# General instructions

The goal of the project is to materialize a set of **exploratory workloads** over a real-world, large-scale,  open-domain KG: [WikiData](https://www.wikidata.org/wiki/Wikidata:Main_Page)

An exploratory workload  is composed by a set of queries, where each query is related to the information obtained previously.

An exploratory workload starts with a usually vague, open ended question, and does not assume the person issuing the workload has a clear understanding of the data contained in the target database or its structure.

Remeber that:

1. All the queries must run in the python notebook
2. You can use classes and properties only if you find them via a SPARQL query that must be present in the notebook
3. You do not delete useless queries. Keep everything that is synthatically valid 

```
?p <http://schema.org/name> ?name .
```
    
    is the BGP returning a human-readable name of a property or a class in Wikidata.

In [3]:
## SETUP used later

from SPARQLWrapper import SPARQLWrapper, JSON


prefixString = """
##-9b9ab72bb3-##
PREFIX wd: <http://www.wikidata.org/entity/> 
PREFIX wdt: <http://www.wikidata.org/prop/direct/> 
PREFIX sc: <http://schema.org/>
"""

# select and construct queries
def run_query(queryString,verbose = True):
    to_run = prefixString + "\n" + queryString

    sparql = SPARQLWrapper("http://a256-gc1-03.srv.aau.dk:5820/sparql")
    sparql.setTimeout(300)
    sparql.setReturnFormat(JSON)
    sparql.setQuery(to_run)

    try :
        results = sparql.query()
        json_results = results.convert()
        if len(json_results['results']['bindings'])==0:
            print("Empty")
            return []
        array = []
        for bindings in json_results['results']['bindings']:
            app =  [ (var, value['value'])  for var, value in bindings.items() ] 
            if verbose:
                print( app)
            array.append(app)
        if verbose:
            print(len(array))
        return array

    except Exception as e :
        print("The operation failed", e)
    
# ASk queries
def run_ask_query(queryString):
    to_run = prefixString + "\n" + queryString

    sparql = SPARQLWrapper("http://a256-gc1-03.srv.aau.dk:5820/sparql")
    sparql.setTimeout(300)
    sparql.setReturnFormat(JSON)
    sparql.setQuery(to_run)

    try :
        return sparql.query().convert()

    except Exception as e :
        print("The operation failed", e)

# Sport Workflow Series ("Olympic Games explorative search") 

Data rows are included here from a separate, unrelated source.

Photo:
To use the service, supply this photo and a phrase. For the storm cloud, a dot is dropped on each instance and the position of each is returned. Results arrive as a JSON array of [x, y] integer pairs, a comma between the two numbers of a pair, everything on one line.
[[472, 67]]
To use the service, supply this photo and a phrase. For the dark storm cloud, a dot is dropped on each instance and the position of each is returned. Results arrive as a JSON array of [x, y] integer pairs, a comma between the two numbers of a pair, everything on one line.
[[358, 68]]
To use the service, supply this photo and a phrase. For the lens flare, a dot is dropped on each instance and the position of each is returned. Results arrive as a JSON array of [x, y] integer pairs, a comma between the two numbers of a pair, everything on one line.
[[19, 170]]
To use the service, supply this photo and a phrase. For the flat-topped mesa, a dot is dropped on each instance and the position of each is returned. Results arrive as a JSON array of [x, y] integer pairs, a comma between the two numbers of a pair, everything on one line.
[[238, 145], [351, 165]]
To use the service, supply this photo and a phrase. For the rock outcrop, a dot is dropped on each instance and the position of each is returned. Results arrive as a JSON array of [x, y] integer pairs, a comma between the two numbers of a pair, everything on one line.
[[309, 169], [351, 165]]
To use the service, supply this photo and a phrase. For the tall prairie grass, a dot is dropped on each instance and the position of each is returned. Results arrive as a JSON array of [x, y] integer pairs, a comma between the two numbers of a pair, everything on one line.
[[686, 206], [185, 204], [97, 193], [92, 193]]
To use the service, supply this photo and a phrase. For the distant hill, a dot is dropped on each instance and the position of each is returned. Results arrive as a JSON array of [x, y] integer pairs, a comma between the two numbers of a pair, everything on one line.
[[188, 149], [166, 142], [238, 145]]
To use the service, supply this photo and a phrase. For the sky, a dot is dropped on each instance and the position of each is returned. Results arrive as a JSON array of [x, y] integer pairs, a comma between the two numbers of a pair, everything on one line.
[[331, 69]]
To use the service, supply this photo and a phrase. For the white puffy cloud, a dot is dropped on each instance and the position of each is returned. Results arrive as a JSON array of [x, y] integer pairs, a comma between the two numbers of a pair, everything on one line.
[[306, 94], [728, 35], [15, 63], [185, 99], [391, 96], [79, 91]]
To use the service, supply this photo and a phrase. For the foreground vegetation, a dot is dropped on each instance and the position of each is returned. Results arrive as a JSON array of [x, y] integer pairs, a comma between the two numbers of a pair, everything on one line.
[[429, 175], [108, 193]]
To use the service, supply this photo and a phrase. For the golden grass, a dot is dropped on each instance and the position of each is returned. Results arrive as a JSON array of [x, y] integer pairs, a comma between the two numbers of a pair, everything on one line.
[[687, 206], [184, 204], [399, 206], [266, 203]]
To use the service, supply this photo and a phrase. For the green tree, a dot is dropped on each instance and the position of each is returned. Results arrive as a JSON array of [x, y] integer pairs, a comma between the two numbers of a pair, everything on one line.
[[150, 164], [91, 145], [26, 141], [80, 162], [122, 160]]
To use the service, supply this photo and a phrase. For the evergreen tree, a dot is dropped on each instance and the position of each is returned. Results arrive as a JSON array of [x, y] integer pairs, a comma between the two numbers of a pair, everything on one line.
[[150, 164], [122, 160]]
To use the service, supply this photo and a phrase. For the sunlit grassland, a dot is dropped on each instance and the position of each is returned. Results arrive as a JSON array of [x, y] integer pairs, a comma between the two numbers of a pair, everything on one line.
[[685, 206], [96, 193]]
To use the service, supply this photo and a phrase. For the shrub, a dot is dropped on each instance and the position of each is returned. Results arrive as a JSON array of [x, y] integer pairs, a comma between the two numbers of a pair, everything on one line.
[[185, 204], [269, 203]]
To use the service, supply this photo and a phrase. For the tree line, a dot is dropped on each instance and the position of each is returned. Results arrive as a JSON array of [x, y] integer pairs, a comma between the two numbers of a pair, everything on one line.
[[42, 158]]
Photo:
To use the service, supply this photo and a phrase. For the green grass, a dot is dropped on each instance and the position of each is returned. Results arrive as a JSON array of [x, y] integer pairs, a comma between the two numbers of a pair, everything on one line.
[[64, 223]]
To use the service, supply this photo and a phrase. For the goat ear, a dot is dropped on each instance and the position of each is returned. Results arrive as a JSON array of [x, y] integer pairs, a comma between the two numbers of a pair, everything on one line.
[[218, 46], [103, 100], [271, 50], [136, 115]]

Consider the following exploratory information need:

> investigate the Olympic Games and find the main BGPs related to these events. Find all the editions of the Summer and Winter Games, compare the sports and disciplines that belong to the games, records and countries.

## Useful URIs for the current workflow
The following are given:

| IRI           | Description   | Role      |
| -----------   | -----------   |-----------|
| `wdt:P1647`   | subproperty   | predicate |
| `wdt:P31`     | instance of   | predicate |
| `wdt:P106`    | profession    | predicate | 
| `wdt:P279`    | subclass      | predicate |
| `wdt:P27`     | nationality   | predicate |
| `wd:Q5`       | Human         | node      |
| `wd:Q1189`    | Usain Bolt    | node      |





Also consider

```
wd:Q1189 ?p ?obj .
```

is the BGP to retrieve all **properties of Usain Bolt**

Please consider that when you return a resource, you should return the IRI and the label of the resource. In particular, when the task require you to identify a BGP the result set must always be a list of couples IRI - label.


The workload should:


1. Identify the BGP for Olympic Games

2. Return all the editions of the Summer Olympic Games (do not consider future Olympic Games) with the country where they were played (the result set must be a list of elements with edition IRI and label, and country IRI and label).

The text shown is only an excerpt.